The Red Sox were one of the leading lights of the American League on its debut in 1901. The Sox won the first World Series, in 1903, and added four more championships in the next 15 years –Â 1912, 1915, 1916 and 1918, the latter three when a certain left-handed pitcher with a (largely ignored) knack for hitting, Babe Ruth, was playing for them.
Meanwhile, the Brooklyn Robins club, which traced its antecedents well back into the 19th century (and became the Dodgers a few years later), provided the opposition for the 1916 World Series, losing to the Red Sox in five games.
If that defeat stung Brooklyn fans, it did not last — because soon enough they would be supporting a team that was mostly awful for two decades, and did not get around to winning a World Series until 1955.
Meanwhile, the Red Sox sold Babe Ruth to the New York Yankees ahead of the 1920 season, and pretty much disappeared from view for the rest of the century, perhaps punishment for dealing Ruth.
The Red Sox continued in the American League while the Dodgers labored in the National, and even the resurgence of the Red Sox, with three championships since 2004, did nothing to foster a rivalry with the Dodgers because the latter were stuck in a period, from 1988 through 2016, in which they failed to progress as far as the World Series.
Now, finally, the teams meet with the Commissioner’s Trophy at stake, and this could get heated — if the basketball teams from Boston and Los Angeles are any indication. The NBA clubs were bitter rivals from the 1960s and into the 1990s, and fans of a certain age have not forgotten.
It would be easy to suppose that baseball, as a business, is happy to have the Dodgers and Red Sox finally get down to business, 102 years after their one and only World Series meeting. Hard-core fans of just about any MLB club can appreciate the seemingly strange gap in big games — or any games at all — between these two franchises.
Baseball has 30 clubs now, compared to the 16 that competed through the 195os, and any particular two-club matchup is harder to bring off.
The Dodgers and Red Sox, however, may each have a leg up on most of their competitors because the two of them are wealthy clubs with enormous revenues emerging from their equally enormous fans bases, and an embrace of modern statistical analysis that seems to be tipping success toward the modern-thinking.

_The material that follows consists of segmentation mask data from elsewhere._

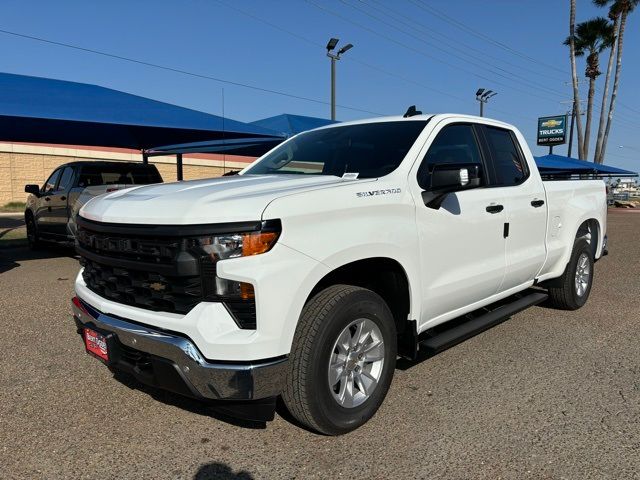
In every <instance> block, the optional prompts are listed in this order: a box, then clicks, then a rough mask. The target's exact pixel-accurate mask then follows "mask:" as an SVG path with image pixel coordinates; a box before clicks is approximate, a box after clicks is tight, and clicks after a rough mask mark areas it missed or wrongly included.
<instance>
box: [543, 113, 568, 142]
mask: <svg viewBox="0 0 640 480" xmlns="http://www.w3.org/2000/svg"><path fill="white" fill-rule="evenodd" d="M566 140H567V116H566V115H558V116H556V117H541V118H539V119H538V145H546V146H552V145H561V144H563V143H565V142H566Z"/></svg>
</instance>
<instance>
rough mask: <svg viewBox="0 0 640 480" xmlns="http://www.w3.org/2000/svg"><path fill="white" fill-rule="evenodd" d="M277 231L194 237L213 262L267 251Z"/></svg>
mask: <svg viewBox="0 0 640 480" xmlns="http://www.w3.org/2000/svg"><path fill="white" fill-rule="evenodd" d="M278 236H279V232H275V231H273V232H263V231H260V232H250V233H237V234H232V235H216V236H211V237H199V238H194V239H193V240H192V241H193V242H194V243H193V244H194V245H195V246H198V247H200V248H202V249H203V250H204V251H205V252H206V253H207V254H208V255H209V256H210V257H211V259H212V260H213V261H214V262H217V261H218V260H226V259H227V258H236V257H247V256H249V255H259V254H261V253H265V252H268V251H269V250H270V249H271V247H273V245H274V244H275V243H276V241H277V240H278Z"/></svg>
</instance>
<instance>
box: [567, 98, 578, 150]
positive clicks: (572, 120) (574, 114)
mask: <svg viewBox="0 0 640 480" xmlns="http://www.w3.org/2000/svg"><path fill="white" fill-rule="evenodd" d="M568 114H569V112H567V115H568ZM575 121H576V109H575V108H573V106H572V107H571V126H570V127H569V147H568V148H567V157H571V147H573V124H574V123H575Z"/></svg>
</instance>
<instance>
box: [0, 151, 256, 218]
mask: <svg viewBox="0 0 640 480" xmlns="http://www.w3.org/2000/svg"><path fill="white" fill-rule="evenodd" d="M80 160H81V161H86V160H113V161H122V162H142V155H141V154H140V153H138V152H136V151H132V150H126V149H106V148H105V149H102V148H84V147H74V146H47V145H33V144H18V143H0V206H2V205H4V204H6V203H8V202H24V201H25V200H26V198H27V194H26V193H24V186H25V185H27V184H29V183H35V184H38V185H42V184H43V183H44V182H45V180H46V179H47V178H48V177H49V175H51V173H52V172H53V170H54V169H55V168H56V167H58V166H60V165H62V164H64V163H69V162H75V161H80ZM252 160H253V159H252V158H250V157H236V156H232V155H225V156H223V155H216V154H190V155H185V156H184V158H183V161H182V163H183V168H182V171H183V177H184V180H196V179H200V178H211V177H218V176H220V175H222V174H223V173H225V172H228V171H230V170H239V169H241V168H244V167H245V166H247V165H248V164H249V162H251V161H252ZM149 162H150V163H153V164H155V165H156V167H157V168H158V171H159V172H160V175H162V178H163V180H164V181H165V182H175V181H176V180H177V178H176V161H175V156H166V157H165V156H162V157H151V158H150V159H149Z"/></svg>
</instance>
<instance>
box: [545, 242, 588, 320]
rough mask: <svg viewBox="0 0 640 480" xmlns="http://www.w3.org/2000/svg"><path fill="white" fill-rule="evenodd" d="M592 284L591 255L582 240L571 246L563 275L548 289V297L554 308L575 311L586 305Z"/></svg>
mask: <svg viewBox="0 0 640 480" xmlns="http://www.w3.org/2000/svg"><path fill="white" fill-rule="evenodd" d="M592 284H593V253H592V249H591V245H589V242H588V241H587V240H585V239H584V238H581V239H578V240H577V241H576V243H575V244H574V246H573V252H572V253H571V259H570V260H569V263H568V264H567V268H565V271H564V273H563V274H562V276H561V277H560V278H558V279H556V280H555V281H554V282H553V283H552V284H551V285H550V287H549V297H550V298H551V303H552V304H553V306H554V307H556V308H559V309H562V310H577V309H578V308H580V307H582V306H583V305H584V304H585V303H587V299H588V298H589V294H590V293H591V285H592Z"/></svg>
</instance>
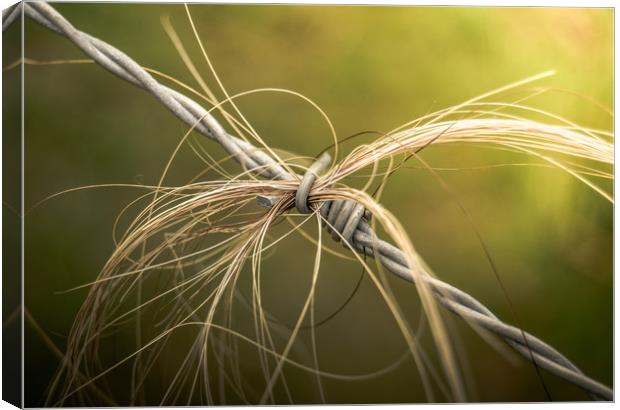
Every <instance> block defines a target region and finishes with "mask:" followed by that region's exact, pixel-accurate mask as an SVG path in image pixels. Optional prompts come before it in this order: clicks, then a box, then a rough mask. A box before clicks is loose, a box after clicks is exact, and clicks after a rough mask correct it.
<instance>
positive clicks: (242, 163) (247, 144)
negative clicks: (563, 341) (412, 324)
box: [2, 2, 613, 401]
mask: <svg viewBox="0 0 620 410" xmlns="http://www.w3.org/2000/svg"><path fill="white" fill-rule="evenodd" d="M22 10H23V13H24V14H25V15H26V16H28V17H29V18H31V19H32V20H34V21H36V22H38V23H39V24H41V25H43V26H44V27H47V28H48V29H50V30H52V31H54V32H56V33H58V34H60V35H62V36H64V37H66V38H68V39H69V40H70V41H71V42H73V43H74V44H75V45H76V46H77V47H78V48H80V49H81V50H82V51H83V52H84V53H85V54H86V55H88V56H89V57H91V58H92V59H93V60H94V61H95V62H96V63H97V64H99V65H100V66H102V67H103V68H105V69H107V70H108V71H110V72H112V73H113V74H115V75H117V76H118V77H120V78H122V79H123V80H125V81H128V82H129V83H131V84H134V85H135V86H137V87H140V88H142V89H144V90H146V91H148V92H150V93H151V94H153V96H155V98H157V99H158V100H159V101H160V102H161V103H162V104H163V105H164V106H165V107H166V108H168V109H169V110H170V111H171V112H172V113H173V114H174V115H176V116H177V117H178V118H180V119H181V120H182V121H184V122H185V123H186V124H188V125H189V126H191V127H195V130H196V131H197V132H199V133H201V134H203V135H204V136H206V137H208V138H210V139H213V140H215V141H216V142H218V143H219V144H220V145H222V147H223V148H224V149H225V150H226V151H227V152H228V153H229V154H231V155H232V157H233V158H235V160H237V161H238V162H239V163H240V164H241V166H242V167H243V168H245V169H246V170H249V171H251V172H253V173H255V174H257V175H258V176H262V177H265V178H273V179H281V180H290V179H300V176H298V175H293V174H290V173H289V172H288V171H286V170H285V169H284V168H283V167H282V166H281V165H280V164H279V163H278V162H277V161H276V160H275V159H274V158H272V157H271V156H269V155H268V154H267V153H266V152H264V151H262V150H260V149H258V148H256V147H255V146H253V145H252V144H250V143H249V142H247V141H245V140H243V139H241V138H238V137H235V136H233V135H231V134H229V133H228V132H226V130H225V129H224V128H223V127H222V126H221V125H220V124H219V122H218V121H217V120H216V119H215V118H214V117H213V116H212V115H211V114H210V113H209V111H207V110H206V109H205V108H203V107H202V106H201V105H200V104H198V103H196V102H195V101H193V100H192V99H190V98H189V97H187V96H185V95H183V94H181V93H179V92H178V91H176V90H173V89H171V88H169V87H166V86H165V85H162V84H160V83H159V82H157V81H156V80H155V79H154V78H153V77H152V76H151V75H150V74H149V73H148V72H147V71H146V70H144V69H143V68H142V67H141V66H140V65H139V64H138V63H137V62H135V61H134V60H133V59H131V58H130V57H129V56H127V55H126V54H124V53H123V52H121V51H120V50H118V49H117V48H115V47H113V46H111V45H110V44H108V43H106V42H104V41H103V40H100V39H98V38H96V37H94V36H91V35H89V34H87V33H84V32H82V31H79V30H77V29H76V28H75V27H73V25H71V23H69V22H68V21H67V20H66V19H65V18H64V17H63V16H62V15H61V14H60V13H58V12H57V11H56V10H55V9H54V8H53V7H51V6H50V5H49V4H46V3H42V2H22V3H19V4H17V5H15V6H13V7H12V8H9V9H6V10H4V11H3V13H2V30H3V31H4V30H6V29H7V28H8V27H9V26H10V25H11V23H12V22H13V21H14V20H15V19H16V18H17V16H20V15H21V12H22ZM326 160H327V161H328V162H329V159H326V158H325V157H321V158H319V160H318V161H317V162H316V163H315V165H313V166H312V167H311V169H309V172H306V174H305V175H304V176H303V178H301V183H300V186H299V188H298V190H297V194H296V205H297V207H298V209H299V211H300V212H302V213H305V212H308V211H310V210H309V209H308V208H307V197H308V193H309V192H310V190H311V188H312V184H313V183H314V179H315V178H316V175H317V174H318V172H319V170H320V169H321V168H322V167H323V166H324V163H325V161H326ZM257 199H258V201H259V203H261V204H262V205H263V206H267V207H268V206H271V205H273V204H274V203H275V201H277V200H278V199H277V198H264V197H260V198H257ZM320 212H321V215H322V217H323V218H324V220H325V221H326V226H327V228H328V230H331V231H332V232H333V234H332V236H333V237H335V238H336V237H338V238H342V239H343V240H344V241H347V242H349V243H350V244H351V245H352V247H353V249H355V250H356V251H358V252H361V253H365V254H366V255H368V256H370V257H373V258H376V259H378V260H379V262H380V263H381V264H382V265H383V266H384V267H385V268H386V269H388V270H389V271H391V272H392V273H394V274H395V275H397V276H398V277H400V278H402V279H404V280H407V281H409V282H412V283H415V282H416V280H423V281H424V282H425V284H427V285H428V286H429V287H430V289H431V290H432V294H433V295H434V297H435V298H436V299H437V301H438V302H439V303H440V304H442V305H443V306H444V307H445V308H446V309H448V310H449V311H451V312H453V313H454V314H455V315H457V316H459V317H461V318H462V319H464V320H465V321H466V322H467V323H468V324H469V325H471V326H474V327H479V328H482V329H486V330H488V331H490V332H492V333H494V334H496V335H498V336H500V337H501V338H502V339H504V341H505V342H506V343H507V344H508V345H509V346H511V347H512V348H513V349H514V350H516V351H517V352H519V353H520V354H521V355H522V356H523V357H524V358H526V359H527V360H530V361H533V362H534V364H535V365H536V366H538V367H540V368H543V369H545V370H547V371H549V372H551V373H553V374H555V375H556V376H559V377H561V378H563V379H565V380H567V381H569V382H571V383H573V384H575V385H577V386H579V387H581V388H582V389H584V390H585V391H586V392H587V393H588V394H589V395H590V397H592V398H593V399H596V400H607V401H611V400H613V391H612V389H611V388H609V387H607V386H605V385H603V384H602V383H600V382H598V381H596V380H594V379H592V378H591V377H589V376H587V375H585V374H583V372H582V371H581V370H579V368H577V366H575V365H574V364H573V363H572V362H571V361H570V360H568V359H567V358H566V357H565V356H563V355H562V354H561V353H559V352H558V351H557V350H555V349H554V348H553V347H551V346H550V345H548V344H547V343H545V342H544V341H542V340H540V339H538V338H537V337H535V336H533V335H531V334H529V333H527V332H525V331H524V330H522V329H519V328H517V327H515V326H512V325H509V324H506V323H504V322H503V321H501V320H500V319H499V318H498V317H497V316H495V315H494V314H493V313H492V312H491V311H490V310H489V309H488V308H487V307H485V306H484V305H483V304H482V303H480V302H479V301H478V300H476V299H475V298H473V297H472V296H471V295H469V294H468V293H466V292H464V291H462V290H460V289H458V288H455V287H454V286H452V285H450V284H448V283H445V282H443V281H441V280H439V279H437V278H433V277H431V276H426V275H425V276H420V275H418V276H417V277H416V276H415V275H414V274H413V272H412V271H411V269H410V268H409V266H408V263H407V258H406V255H405V253H404V252H403V251H402V250H400V249H398V248H397V247H395V246H394V245H392V244H390V243H388V242H386V241H384V240H381V239H379V238H378V237H377V235H376V233H375V232H374V231H373V229H372V227H371V226H370V224H369V219H370V215H369V214H368V212H366V211H365V210H364V209H363V207H362V206H361V205H360V204H356V203H354V202H353V201H329V202H325V203H323V204H322V205H321V208H320ZM334 232H337V233H334Z"/></svg>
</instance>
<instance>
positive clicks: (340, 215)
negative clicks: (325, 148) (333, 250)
mask: <svg viewBox="0 0 620 410" xmlns="http://www.w3.org/2000/svg"><path fill="white" fill-rule="evenodd" d="M330 162H331V156H330V155H329V153H327V152H324V153H323V154H322V155H321V156H320V157H319V158H318V159H317V160H316V161H315V162H314V163H313V164H312V165H310V167H309V168H308V170H307V171H306V173H305V174H304V176H303V177H302V179H301V182H300V183H299V187H298V188H297V192H296V194H295V207H296V208H297V210H298V211H299V212H301V213H302V214H309V213H310V212H311V209H310V205H309V204H308V195H310V191H312V187H313V185H314V182H315V181H316V179H317V178H318V177H319V173H320V172H321V171H322V170H324V169H325V168H327V166H328V165H329V164H330ZM320 209H321V211H320V212H321V216H322V217H323V220H324V221H325V223H324V226H327V231H328V232H330V233H331V236H332V238H333V239H334V240H336V241H340V239H344V240H345V241H346V242H350V241H351V238H352V237H353V233H354V232H355V230H356V229H357V227H358V225H359V223H360V221H361V219H362V217H364V216H366V217H367V219H370V214H369V213H368V212H366V209H365V208H364V206H363V205H361V204H359V203H357V202H355V201H351V200H338V201H325V202H323V203H322V204H321V206H320Z"/></svg>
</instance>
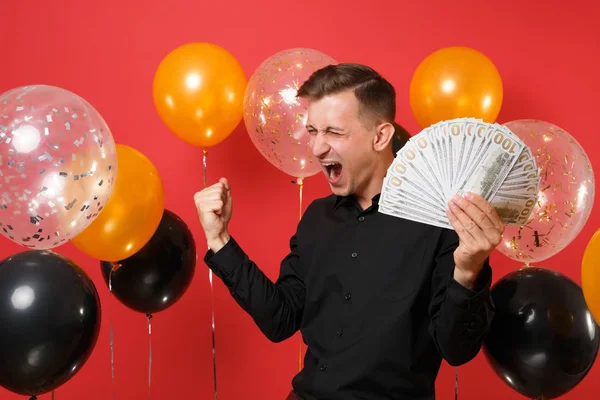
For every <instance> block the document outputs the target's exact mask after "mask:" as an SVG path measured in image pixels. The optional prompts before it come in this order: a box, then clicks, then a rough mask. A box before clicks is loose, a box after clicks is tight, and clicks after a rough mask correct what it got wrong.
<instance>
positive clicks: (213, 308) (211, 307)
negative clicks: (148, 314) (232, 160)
mask: <svg viewBox="0 0 600 400" xmlns="http://www.w3.org/2000/svg"><path fill="white" fill-rule="evenodd" d="M207 153H208V150H207V149H203V150H202V154H203V156H202V167H203V180H204V188H206V154H207ZM208 282H209V283H210V299H211V332H212V351H213V389H214V391H213V395H214V398H215V400H217V399H218V398H219V395H218V391H217V345H216V340H215V289H214V285H213V279H212V269H210V268H209V269H208Z"/></svg>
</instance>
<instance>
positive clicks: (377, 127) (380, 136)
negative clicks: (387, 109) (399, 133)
mask: <svg viewBox="0 0 600 400" xmlns="http://www.w3.org/2000/svg"><path fill="white" fill-rule="evenodd" d="M394 131H395V129H394V125H392V124H391V123H389V122H384V123H382V124H379V125H378V126H377V133H376V134H375V137H374V138H373V149H375V151H387V148H388V146H389V144H390V142H391V141H392V138H393V137H394Z"/></svg>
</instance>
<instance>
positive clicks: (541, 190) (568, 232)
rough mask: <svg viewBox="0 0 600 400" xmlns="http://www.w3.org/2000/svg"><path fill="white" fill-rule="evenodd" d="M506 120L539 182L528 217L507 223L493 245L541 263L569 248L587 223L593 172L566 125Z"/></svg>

I predicted on this blog that the Red Sox would be here, after their 108-victory regular season, but I thought the Dodgers would go out against the Milwaukee Brewers, whom the Dodgers finished in Game 7 last night/early this morning (in France).
The last time the clubs met in the World Series, only a handful of people currently inhabiting the planet were alive.
Casey Stengel, a future Yankees and Mets manager, might be the most recognizable name, from the 1916 Dodgers, followed by Hall of Fame outfielder Zack Wheat; Hall of Fame pitcher Charles “Chief” Bender and Fred Merkle (of Merkle’s boner fame). And, from the Red Sox, pitcher Carl Mays, who threw the pitch that killed Ray Chapman in 1920 and Ruth — who threw a 14-inning complete game in a 2-1 victory over the Dodgers in Game 2.
Anyway, the Dodgers and Red Sox, together again 102 years after a rivalry that didn’t take hold.
Instead, the Dodgers spent a lot of time demonizing the Giants, and the Red Sox developed a thing with the Yankees so encompassing it sometimes feels like it is the only rivalry that matters.
Let us see if we can develop something new.